NVIDIA has announced a major development in computational lithography that will revolutionize the design and manufacture of next-generation chips. The company's new software library, cuLitho, will enable semiconductor leaders like TSMC, Synopsys, and ASML to speed up their manufacturing processes using NVIDIA Hopper architecture GPUs. 

With the limits of physics rapidly approaching, this breakthrough technology is poised to change the game in the field of computational lithography. TSMC, the world's leading foundry, and electronic design automation giant, Synopsys, are already integrating the new cuLitho software library into their systems and manufacturing processes. ASML, a major equipment maker, is also working closely with NVIDIA on this project and plans to integrate GPU support into all of its computational lithography software products.

This innovation promises to significantly accelerate the design and production of next-generation chips, positioning NVIDIA at the forefront of the industry's technological advancements. The integration of this software library into existing manufacturing processes will be a game-changer, giving manufacturers a competitive edge in the semiconductor market.

The advance will enable chips with tinier transistors and wires than is now achievable, while accelerating time to market and boosting energy efficiency of the massive data centers that run 24/7 to drive the manufacturing process.

"The chip industry is the foundation of nearly every other industry in the world," said Jensen Huang, founder and CEO of NVIDIA. "With lithography at the limits of physics, NVIDIA's introduction of cuLitho and collaboration with our partners TSMC, ASML and Synopsys allows fabs to increase throughput, reduce their carbon footprint and set the foundation for 2 nm and beyond."

Running on GPUs, cuLitho delivers a performance leap of up to 40x beyond current lithography—the process of creating patterns on a silicon wafer—accelerating the massive computational workloads that currently consume tens of billions of CPU hours every year.

It enables 500 NVIDIA DGX H100 systems to achieve the work of 40,000 CPU systems, running all parts of the computational lithography process in parallel, helping reduce power needs and potential environmental impact.

In the near term, fabs using cuLitho could help produce each day 3-5x more photomasks—the templates for a chip's design—using 9x less power than current configurations. A photomask that required two weeks can now be processed overnight.

Longer term, cuLitho will enable better design rules, higher density, higher yields and AI-powered lithography.

Support From Industry Leaders
NVIDIA is working with key partners to smooth the speedy adoption of these new technologies.

"The cuLitho team has made admirable progress on speeding up computational lithography by moving expensive operations to GPU," said Dr. C.C. Wei, CEO of TSMC. "This development opens up new possibilities for TSMC to deploy lithography solutions like inverse lithography technology and deep learning more broadly in chip manufacturing, making important contributions to the continuation of semiconductor scaling."
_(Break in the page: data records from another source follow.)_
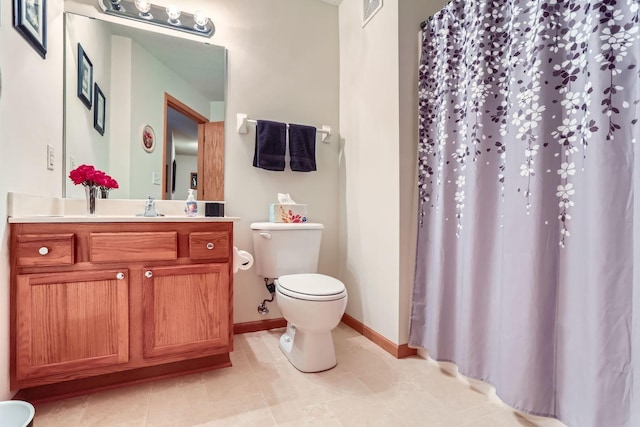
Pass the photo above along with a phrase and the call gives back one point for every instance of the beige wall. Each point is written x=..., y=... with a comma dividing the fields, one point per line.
x=378, y=122
x=30, y=118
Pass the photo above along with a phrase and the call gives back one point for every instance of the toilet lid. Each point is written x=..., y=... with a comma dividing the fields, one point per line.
x=311, y=286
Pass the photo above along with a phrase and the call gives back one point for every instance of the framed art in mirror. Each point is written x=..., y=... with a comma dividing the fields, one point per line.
x=99, y=110
x=148, y=138
x=85, y=77
x=30, y=19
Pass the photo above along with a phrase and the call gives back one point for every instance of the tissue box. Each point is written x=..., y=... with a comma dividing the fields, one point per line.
x=287, y=213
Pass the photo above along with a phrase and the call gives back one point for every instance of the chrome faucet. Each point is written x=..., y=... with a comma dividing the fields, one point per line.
x=150, y=207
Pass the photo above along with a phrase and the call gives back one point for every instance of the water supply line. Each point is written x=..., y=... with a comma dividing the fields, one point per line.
x=271, y=287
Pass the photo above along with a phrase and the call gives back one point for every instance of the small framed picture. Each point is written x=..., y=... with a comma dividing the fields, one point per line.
x=99, y=110
x=370, y=8
x=148, y=139
x=30, y=19
x=85, y=77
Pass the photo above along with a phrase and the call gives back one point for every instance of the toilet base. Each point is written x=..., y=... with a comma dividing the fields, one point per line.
x=308, y=351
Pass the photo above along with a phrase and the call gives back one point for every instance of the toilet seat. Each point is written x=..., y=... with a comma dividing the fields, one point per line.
x=311, y=287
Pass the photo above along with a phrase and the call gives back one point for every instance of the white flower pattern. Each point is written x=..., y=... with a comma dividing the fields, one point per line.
x=527, y=74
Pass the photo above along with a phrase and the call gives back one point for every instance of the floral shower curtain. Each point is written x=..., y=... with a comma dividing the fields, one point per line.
x=529, y=225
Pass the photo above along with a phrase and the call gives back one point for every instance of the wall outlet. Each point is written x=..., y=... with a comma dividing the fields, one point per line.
x=50, y=157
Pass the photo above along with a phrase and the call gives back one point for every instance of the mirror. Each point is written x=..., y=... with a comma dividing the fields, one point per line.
x=156, y=125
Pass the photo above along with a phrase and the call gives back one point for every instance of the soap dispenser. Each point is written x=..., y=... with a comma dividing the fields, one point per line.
x=191, y=208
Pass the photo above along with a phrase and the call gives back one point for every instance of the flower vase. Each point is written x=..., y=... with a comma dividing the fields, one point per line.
x=91, y=192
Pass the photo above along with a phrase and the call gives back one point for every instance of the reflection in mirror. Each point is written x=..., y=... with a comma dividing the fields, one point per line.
x=138, y=71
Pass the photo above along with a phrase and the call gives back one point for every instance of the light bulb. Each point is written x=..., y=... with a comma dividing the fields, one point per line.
x=144, y=6
x=173, y=13
x=115, y=4
x=200, y=19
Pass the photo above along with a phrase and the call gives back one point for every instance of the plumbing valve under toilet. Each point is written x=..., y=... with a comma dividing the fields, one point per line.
x=271, y=287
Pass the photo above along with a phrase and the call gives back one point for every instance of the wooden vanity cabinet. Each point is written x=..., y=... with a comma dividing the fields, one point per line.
x=115, y=302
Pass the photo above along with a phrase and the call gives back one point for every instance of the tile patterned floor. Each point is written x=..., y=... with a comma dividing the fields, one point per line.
x=367, y=388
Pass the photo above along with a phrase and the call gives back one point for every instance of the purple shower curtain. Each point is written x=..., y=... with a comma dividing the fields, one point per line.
x=528, y=222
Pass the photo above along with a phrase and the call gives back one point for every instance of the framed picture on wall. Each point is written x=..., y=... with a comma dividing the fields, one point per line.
x=148, y=138
x=100, y=103
x=85, y=77
x=30, y=19
x=370, y=8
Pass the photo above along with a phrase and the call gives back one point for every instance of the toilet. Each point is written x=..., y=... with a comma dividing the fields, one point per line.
x=311, y=303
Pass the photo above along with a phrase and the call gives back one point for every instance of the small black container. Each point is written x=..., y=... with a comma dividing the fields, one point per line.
x=214, y=209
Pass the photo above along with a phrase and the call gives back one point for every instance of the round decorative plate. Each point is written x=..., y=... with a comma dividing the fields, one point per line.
x=148, y=138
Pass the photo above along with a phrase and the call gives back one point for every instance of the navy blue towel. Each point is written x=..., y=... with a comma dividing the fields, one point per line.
x=302, y=148
x=271, y=145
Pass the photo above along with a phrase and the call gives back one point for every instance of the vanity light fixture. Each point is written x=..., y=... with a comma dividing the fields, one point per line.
x=174, y=14
x=144, y=7
x=169, y=17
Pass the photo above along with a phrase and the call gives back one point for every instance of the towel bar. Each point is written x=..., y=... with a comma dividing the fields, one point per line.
x=243, y=120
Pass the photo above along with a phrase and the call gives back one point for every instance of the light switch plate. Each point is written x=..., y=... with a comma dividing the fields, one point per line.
x=50, y=157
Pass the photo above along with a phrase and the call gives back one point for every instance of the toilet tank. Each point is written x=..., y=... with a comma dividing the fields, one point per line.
x=286, y=248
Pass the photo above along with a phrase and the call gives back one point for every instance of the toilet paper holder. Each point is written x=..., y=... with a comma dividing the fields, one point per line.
x=242, y=260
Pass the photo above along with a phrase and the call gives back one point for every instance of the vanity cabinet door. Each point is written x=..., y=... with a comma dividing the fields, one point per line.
x=186, y=310
x=69, y=323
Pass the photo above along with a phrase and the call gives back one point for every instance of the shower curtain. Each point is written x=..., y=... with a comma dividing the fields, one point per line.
x=528, y=256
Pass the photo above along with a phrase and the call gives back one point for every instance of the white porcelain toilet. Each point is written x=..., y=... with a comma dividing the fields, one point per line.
x=312, y=303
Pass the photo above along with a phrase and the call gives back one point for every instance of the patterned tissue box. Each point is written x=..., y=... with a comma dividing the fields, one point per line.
x=287, y=213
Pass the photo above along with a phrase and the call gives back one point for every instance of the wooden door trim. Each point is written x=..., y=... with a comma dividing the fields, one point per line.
x=176, y=104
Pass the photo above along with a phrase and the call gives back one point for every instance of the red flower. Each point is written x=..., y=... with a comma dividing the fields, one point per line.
x=88, y=175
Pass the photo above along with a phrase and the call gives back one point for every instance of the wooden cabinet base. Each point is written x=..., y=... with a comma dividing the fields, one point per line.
x=63, y=390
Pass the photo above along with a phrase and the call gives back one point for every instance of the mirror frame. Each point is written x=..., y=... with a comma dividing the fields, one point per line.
x=210, y=134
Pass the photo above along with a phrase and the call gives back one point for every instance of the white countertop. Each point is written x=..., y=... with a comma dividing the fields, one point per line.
x=26, y=208
x=116, y=218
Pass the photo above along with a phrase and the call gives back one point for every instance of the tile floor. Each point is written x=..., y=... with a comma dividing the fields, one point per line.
x=367, y=388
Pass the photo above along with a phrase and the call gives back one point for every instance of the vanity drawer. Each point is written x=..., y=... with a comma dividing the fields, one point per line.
x=209, y=246
x=34, y=250
x=132, y=247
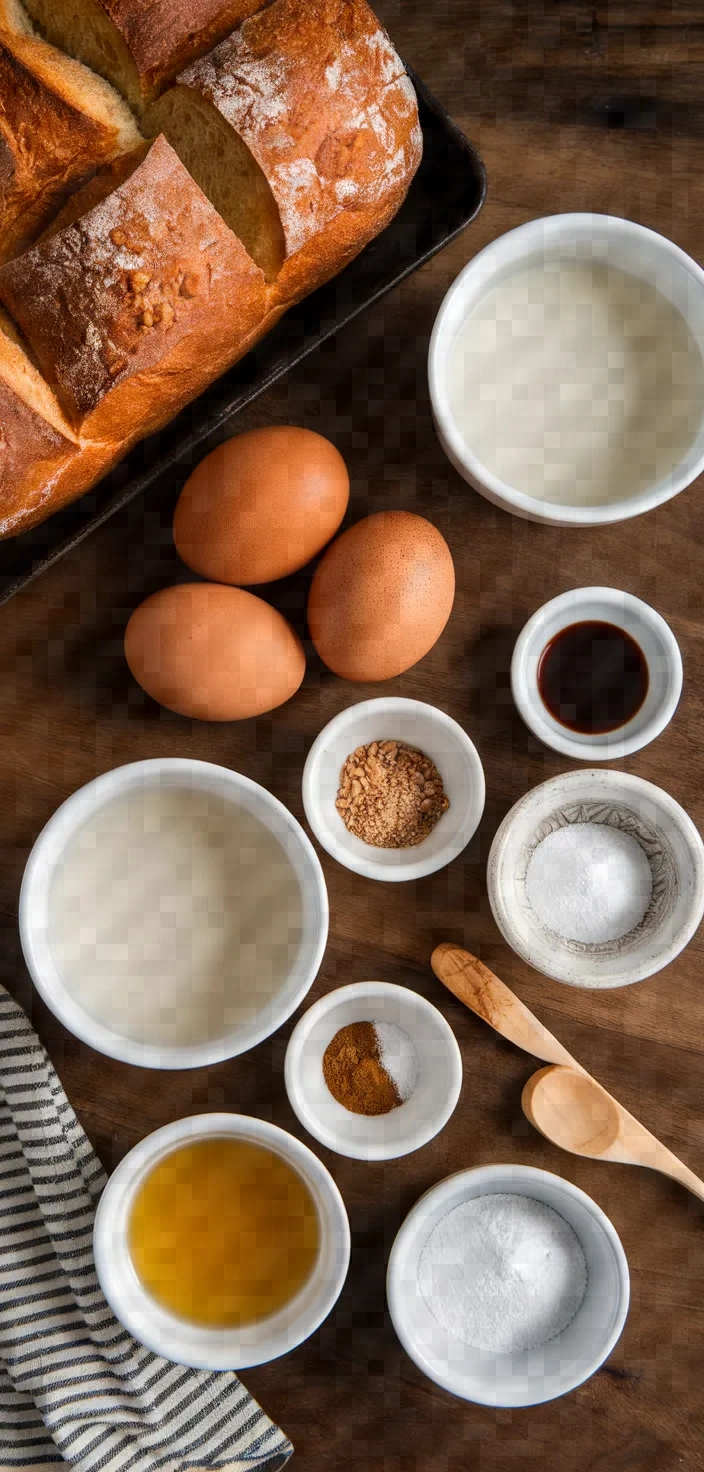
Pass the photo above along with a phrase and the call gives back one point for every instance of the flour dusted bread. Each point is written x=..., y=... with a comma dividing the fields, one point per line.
x=137, y=303
x=40, y=457
x=139, y=44
x=139, y=271
x=302, y=128
x=59, y=122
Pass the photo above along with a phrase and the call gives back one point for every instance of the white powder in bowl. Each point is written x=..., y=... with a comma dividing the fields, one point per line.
x=502, y=1274
x=398, y=1056
x=589, y=882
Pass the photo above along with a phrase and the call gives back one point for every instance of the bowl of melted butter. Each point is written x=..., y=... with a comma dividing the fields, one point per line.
x=221, y=1241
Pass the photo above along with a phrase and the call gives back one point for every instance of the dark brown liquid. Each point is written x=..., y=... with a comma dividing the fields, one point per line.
x=592, y=677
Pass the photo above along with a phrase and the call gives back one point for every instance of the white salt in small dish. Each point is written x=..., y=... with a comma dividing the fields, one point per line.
x=530, y=1377
x=432, y=732
x=651, y=635
x=411, y=1125
x=670, y=842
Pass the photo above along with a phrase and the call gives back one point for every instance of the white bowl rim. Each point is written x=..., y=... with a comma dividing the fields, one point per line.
x=497, y=1173
x=136, y=1166
x=368, y=867
x=625, y=782
x=96, y=1034
x=578, y=745
x=458, y=452
x=367, y=991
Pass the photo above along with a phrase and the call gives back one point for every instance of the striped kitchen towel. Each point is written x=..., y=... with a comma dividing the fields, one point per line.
x=74, y=1385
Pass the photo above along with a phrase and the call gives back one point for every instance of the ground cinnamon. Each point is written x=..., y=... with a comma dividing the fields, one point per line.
x=354, y=1073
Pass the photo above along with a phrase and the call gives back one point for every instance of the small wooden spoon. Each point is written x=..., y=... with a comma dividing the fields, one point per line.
x=474, y=985
x=573, y=1112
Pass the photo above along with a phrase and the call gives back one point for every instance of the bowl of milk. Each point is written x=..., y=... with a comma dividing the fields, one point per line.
x=173, y=913
x=567, y=370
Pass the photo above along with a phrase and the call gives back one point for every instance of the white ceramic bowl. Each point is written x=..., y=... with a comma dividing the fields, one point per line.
x=533, y=1375
x=670, y=842
x=420, y=726
x=411, y=1125
x=651, y=635
x=187, y=1343
x=46, y=858
x=606, y=239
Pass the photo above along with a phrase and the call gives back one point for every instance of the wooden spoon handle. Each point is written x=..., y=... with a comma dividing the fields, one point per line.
x=474, y=985
x=641, y=1148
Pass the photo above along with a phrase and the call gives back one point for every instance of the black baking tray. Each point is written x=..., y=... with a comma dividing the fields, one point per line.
x=445, y=196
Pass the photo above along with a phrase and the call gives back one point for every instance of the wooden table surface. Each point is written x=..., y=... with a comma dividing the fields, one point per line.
x=573, y=105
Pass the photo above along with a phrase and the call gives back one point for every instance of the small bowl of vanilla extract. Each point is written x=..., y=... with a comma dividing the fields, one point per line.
x=597, y=674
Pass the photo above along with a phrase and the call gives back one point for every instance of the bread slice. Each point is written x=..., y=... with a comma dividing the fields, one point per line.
x=37, y=445
x=302, y=128
x=133, y=306
x=139, y=46
x=58, y=125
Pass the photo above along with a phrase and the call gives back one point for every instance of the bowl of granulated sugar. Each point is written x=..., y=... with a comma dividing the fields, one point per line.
x=507, y=1285
x=597, y=878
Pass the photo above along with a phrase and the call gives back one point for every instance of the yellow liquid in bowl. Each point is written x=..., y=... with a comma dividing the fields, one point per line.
x=223, y=1232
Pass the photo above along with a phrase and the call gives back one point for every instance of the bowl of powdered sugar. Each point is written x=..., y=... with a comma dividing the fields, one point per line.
x=507, y=1285
x=597, y=878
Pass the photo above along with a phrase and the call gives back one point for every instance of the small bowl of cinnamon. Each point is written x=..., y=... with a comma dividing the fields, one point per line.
x=373, y=1070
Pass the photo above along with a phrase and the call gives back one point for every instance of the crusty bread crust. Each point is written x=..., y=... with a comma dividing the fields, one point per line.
x=53, y=134
x=139, y=303
x=167, y=36
x=137, y=295
x=324, y=105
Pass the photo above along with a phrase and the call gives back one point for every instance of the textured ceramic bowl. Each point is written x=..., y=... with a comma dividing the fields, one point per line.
x=411, y=1125
x=187, y=1343
x=622, y=243
x=432, y=732
x=675, y=854
x=651, y=635
x=47, y=854
x=530, y=1377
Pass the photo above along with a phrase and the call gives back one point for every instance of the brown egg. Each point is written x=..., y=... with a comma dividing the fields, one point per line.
x=214, y=652
x=261, y=505
x=382, y=596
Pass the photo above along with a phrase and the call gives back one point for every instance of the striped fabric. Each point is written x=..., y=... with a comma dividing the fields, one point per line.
x=74, y=1385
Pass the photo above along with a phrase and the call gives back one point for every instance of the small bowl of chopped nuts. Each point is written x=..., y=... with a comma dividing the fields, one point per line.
x=393, y=789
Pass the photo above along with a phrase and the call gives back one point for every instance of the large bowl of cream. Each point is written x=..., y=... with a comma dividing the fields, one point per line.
x=173, y=913
x=567, y=370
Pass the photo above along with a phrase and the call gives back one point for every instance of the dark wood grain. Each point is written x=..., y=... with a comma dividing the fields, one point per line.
x=575, y=105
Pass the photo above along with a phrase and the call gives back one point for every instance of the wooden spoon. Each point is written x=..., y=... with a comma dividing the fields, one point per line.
x=474, y=985
x=573, y=1112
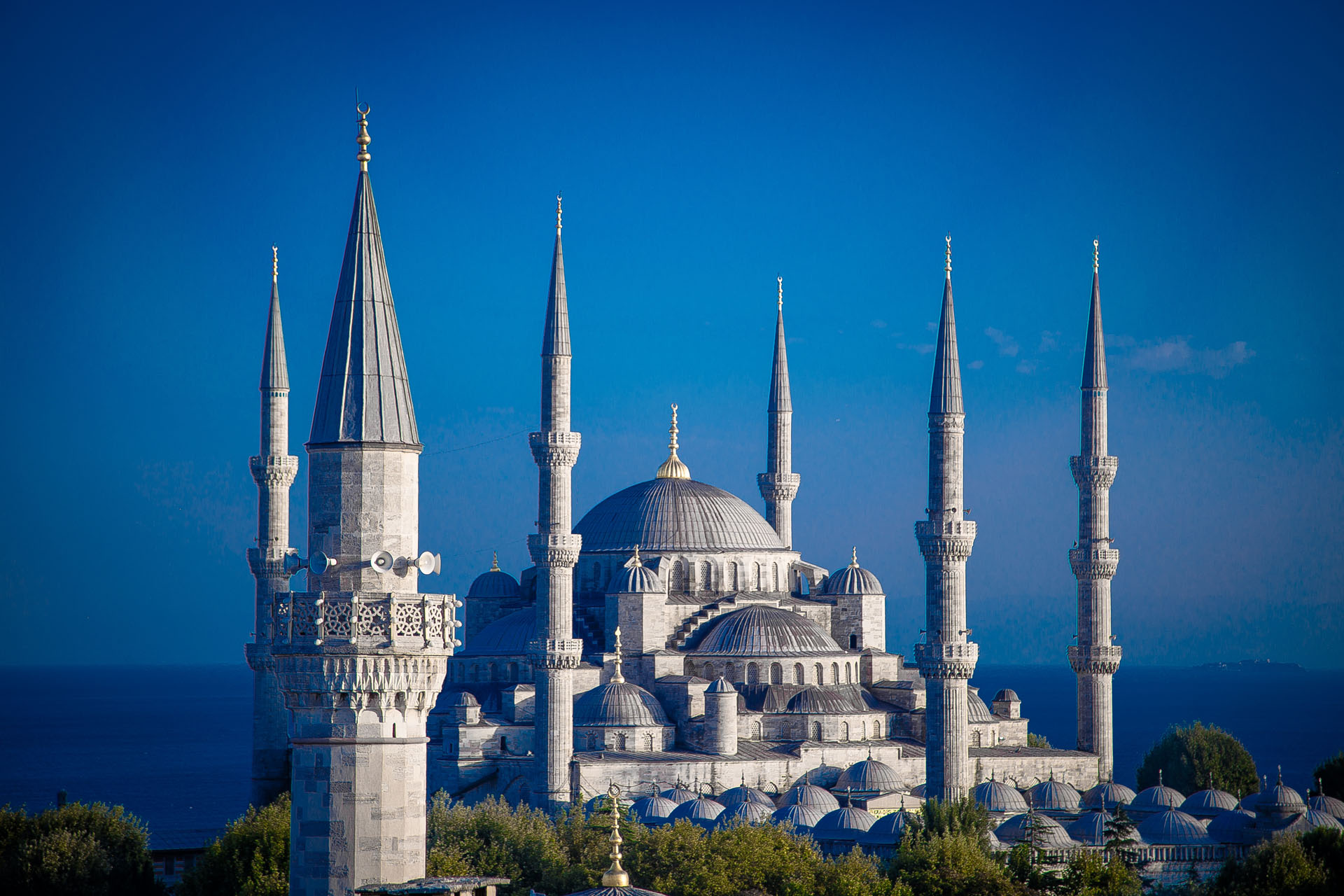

"We are planning to integrate support for GPUs into all of our computational lithography software products," said Peter Wennink, CEO of ASML. "Our collaboration with NVIDIA on GPUs and cuLitho should result in tremendous benefit to computational lithography, and therefore to semiconductor scaling. This will be especially true in the era of high NA extreme ultraviolet lithography."

"Computational lithography, specifically optical proximity correction, or OPC, is pushing the boundaries of compute workloads for the most advanced chips," said Aart de Geus, chair and CEO of Synopsys. "By collaborating with our partner NVIDIA to run Synopsys OPC software on the cuLitho platform, we massively accelerated the performance from weeks to days! The team-up of our two leading companies continues to force amazing advances in the industry."

Enabling Semiconductor Scaling
The cost of the computational time needed for the largest workloads in semi manufacturing has in recent years been outpacing Moore's law, due to both the larger number of transistors in newer nodes and more stringent accuracy requirements. Future nodes require more detailed calculations, not all of which can feasibly fit into the available computational bandwidth provided by the current platforms, slowing the pace of innovation in semiconductors.

A fab process change often requires an OPC revision, creating bottlenecks. cuLitho helps remove these bottlenecks, and it makes possible novel solutions and innovative techniques like curvilinear masks, high NA EUV lithography, and sub-atomic photoresist modeling needed for new technology nodes.